The UK oil and gas industry employs 200,000 people, 90,000 of whom are based in the city of Aberdeen. Some of these people risk their lives to extract a commodity on which our civilization still depends and will continue to depend as we transition to new, cleaner energy sources.
Can you imagine sitting on a wind-swept North Sea platform reading about how some marketing exec in London calls for your firm to be vilified and cast out of polite society, even as it uses the energy you are helping to produce? Or what about if you are one of the three million US car workers, wondering how the drive to electric will impact your job? Their fears and concerns are rational.
To reach net zero, we need to keep these communities onside. Society needs their technical expertise. And politicians need their votes. The challenges are huge and complex. The solutions will be varied, controversial and even unexpected. But the marketing industry is particularly well placed to help defuse a growing green backlash - but only if it remembers the fundamentals of marketing.

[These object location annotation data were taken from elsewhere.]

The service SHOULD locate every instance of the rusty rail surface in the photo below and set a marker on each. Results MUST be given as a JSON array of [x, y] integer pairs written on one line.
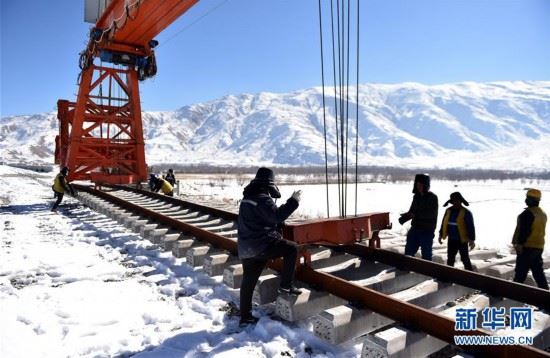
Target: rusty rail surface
[[492, 285], [419, 318]]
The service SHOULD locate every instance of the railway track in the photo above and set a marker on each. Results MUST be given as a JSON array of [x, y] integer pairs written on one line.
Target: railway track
[[401, 306]]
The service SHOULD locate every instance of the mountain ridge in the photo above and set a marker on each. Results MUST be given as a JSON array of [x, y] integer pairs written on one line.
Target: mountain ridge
[[448, 125]]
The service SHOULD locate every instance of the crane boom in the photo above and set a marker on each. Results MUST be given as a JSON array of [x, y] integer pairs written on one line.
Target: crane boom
[[100, 135]]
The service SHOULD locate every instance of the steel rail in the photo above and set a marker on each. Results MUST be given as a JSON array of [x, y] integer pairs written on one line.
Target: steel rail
[[491, 285], [419, 318]]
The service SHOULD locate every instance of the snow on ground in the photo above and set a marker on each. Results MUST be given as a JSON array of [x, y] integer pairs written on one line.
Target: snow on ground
[[76, 283], [495, 204]]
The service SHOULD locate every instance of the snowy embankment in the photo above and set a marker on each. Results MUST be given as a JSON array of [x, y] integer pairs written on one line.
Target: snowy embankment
[[495, 204], [78, 284]]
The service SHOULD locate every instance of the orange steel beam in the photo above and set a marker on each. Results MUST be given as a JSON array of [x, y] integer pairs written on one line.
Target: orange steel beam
[[139, 21]]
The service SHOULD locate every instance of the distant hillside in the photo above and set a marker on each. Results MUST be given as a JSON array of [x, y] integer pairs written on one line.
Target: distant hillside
[[500, 125]]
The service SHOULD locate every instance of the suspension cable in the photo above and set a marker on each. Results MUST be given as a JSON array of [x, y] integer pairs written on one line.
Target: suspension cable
[[335, 104], [347, 111], [357, 114], [324, 112]]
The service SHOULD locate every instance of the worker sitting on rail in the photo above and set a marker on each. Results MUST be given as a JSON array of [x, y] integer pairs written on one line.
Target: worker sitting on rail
[[259, 240], [170, 177], [528, 240], [458, 226], [423, 212], [162, 184], [152, 181], [60, 186]]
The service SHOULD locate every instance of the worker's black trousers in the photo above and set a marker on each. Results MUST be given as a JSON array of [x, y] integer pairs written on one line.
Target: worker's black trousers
[[530, 259], [252, 269], [58, 201], [462, 247]]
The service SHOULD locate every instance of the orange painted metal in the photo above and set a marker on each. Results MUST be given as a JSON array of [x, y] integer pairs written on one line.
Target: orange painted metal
[[337, 231], [136, 22], [101, 135]]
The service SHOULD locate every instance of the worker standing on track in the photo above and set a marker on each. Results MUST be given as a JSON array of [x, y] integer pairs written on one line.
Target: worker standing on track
[[528, 240], [423, 212], [259, 239], [162, 185], [60, 186], [458, 226]]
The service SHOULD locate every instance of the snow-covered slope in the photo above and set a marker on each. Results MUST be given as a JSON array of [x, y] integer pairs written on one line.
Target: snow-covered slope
[[502, 125]]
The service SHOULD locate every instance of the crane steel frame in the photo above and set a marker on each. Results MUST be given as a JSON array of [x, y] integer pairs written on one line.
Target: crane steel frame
[[101, 134]]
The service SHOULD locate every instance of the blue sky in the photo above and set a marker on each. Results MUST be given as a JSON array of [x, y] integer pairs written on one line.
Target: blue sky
[[273, 45]]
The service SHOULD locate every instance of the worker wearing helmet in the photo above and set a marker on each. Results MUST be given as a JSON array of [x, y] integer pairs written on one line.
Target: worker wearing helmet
[[259, 239], [528, 240], [423, 212], [160, 184], [458, 226], [60, 186]]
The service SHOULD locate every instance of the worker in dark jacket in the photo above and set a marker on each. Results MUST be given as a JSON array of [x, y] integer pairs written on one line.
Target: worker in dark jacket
[[160, 184], [458, 226], [259, 239], [528, 240], [60, 186], [423, 212], [170, 177]]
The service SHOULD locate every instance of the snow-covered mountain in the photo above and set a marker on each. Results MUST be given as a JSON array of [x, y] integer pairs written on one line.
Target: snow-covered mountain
[[500, 125]]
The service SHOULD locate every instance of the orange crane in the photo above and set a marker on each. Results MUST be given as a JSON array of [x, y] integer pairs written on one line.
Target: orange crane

It needs to listen to its audiences, understand its fears and gain the sort of insights that will help deliver the right product at the right price at the right time to help create solutions driven by market demand as well as political mandate, in other words.
Of course, a big part of this is to put its own bias to one side and make a serious attempt to understand the fears and concerns of the public. Part of this might be to ensure their teams are not only more diverse in terms of race and gender but also in terms of social background.
Marketing can change the world, but not if it is trapped inside a bubble.